So what can I infer from this red regression line?
What does it mean for the regression line to get positive residual values or negative residual values?
I know e.g. that I can infer that the more the line is near 0 the more "linear" the fit is.
So what can I infer from this red regression line?
What does it mean for the regression line to get positive residual values or negative residual values?
I know e.g. that I can infer that the more the line is near 0 the more "linear" the fit is.
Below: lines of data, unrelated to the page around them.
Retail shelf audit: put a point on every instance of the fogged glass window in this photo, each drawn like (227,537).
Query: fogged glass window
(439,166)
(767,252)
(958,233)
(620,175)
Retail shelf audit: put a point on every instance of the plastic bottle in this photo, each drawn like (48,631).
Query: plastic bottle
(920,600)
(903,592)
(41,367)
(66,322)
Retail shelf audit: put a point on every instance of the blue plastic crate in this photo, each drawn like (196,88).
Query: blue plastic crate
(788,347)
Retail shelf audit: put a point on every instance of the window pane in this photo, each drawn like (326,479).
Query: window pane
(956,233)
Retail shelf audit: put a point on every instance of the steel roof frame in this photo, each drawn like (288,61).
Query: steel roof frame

The red line is a LOWESS fit to your residuals vs fitted plot. Basically, it's smoothing over the points to look for certain kinds of patterns in the residuals. For example, if you fit a linear regression on data that looked like $y = x^2$ you'd see a noticeable bowed shape. In this case it's pretty flat, which provides evidence that a linear model is reasonable.
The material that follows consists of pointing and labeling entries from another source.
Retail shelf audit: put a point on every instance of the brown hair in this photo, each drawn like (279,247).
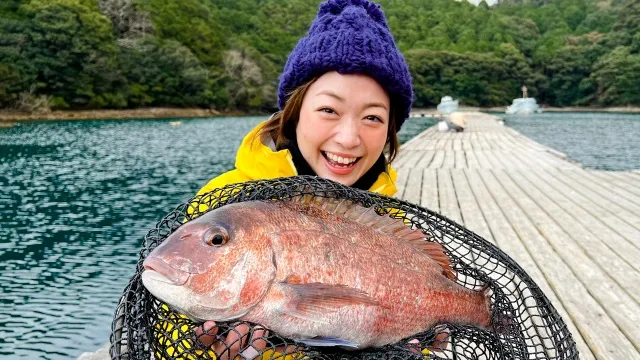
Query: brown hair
(281,127)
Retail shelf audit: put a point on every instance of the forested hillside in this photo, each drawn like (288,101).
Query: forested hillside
(226,54)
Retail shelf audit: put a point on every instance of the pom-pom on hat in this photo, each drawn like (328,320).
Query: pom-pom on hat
(350,37)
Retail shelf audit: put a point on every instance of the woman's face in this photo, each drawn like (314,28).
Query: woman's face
(343,125)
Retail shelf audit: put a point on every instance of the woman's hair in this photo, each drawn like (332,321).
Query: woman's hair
(281,127)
Remember that a residual is $e_i = y_i - \hat{y}_i$ which is the true $y_i$ minus what the regression estimates should be the outcome for point $i$. On your plot, this means that the point labeled 25 had a predicted value of about 525 but the residual was around -200, meaning its actual value was closer to 325.
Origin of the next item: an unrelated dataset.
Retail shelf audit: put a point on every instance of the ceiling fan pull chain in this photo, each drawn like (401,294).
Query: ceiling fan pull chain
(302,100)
In response to your comment asking more about the line: If the data is not linear, there will be a pattern to the residuals and this is one way of helping you see that. If your regression assumptions are met, you'll get a flat line, as any slice of your residuals should be mean zero (and often normally distributed).
Here is some example code to see what happens when assumptions are violated
x = 1:100
y1 = 10 * sin(2 * pi * x / 100) + rnorm(100)
y2 = (x / 10) ^ 2 + rnorm(100)
mod1 <- lm(y1 ~ x)
mod2 <- lm(y2 ~ x)
The plots for models 1 and 2 follow
Notice that the lines follow a different pattern depending on the deviation from linearity.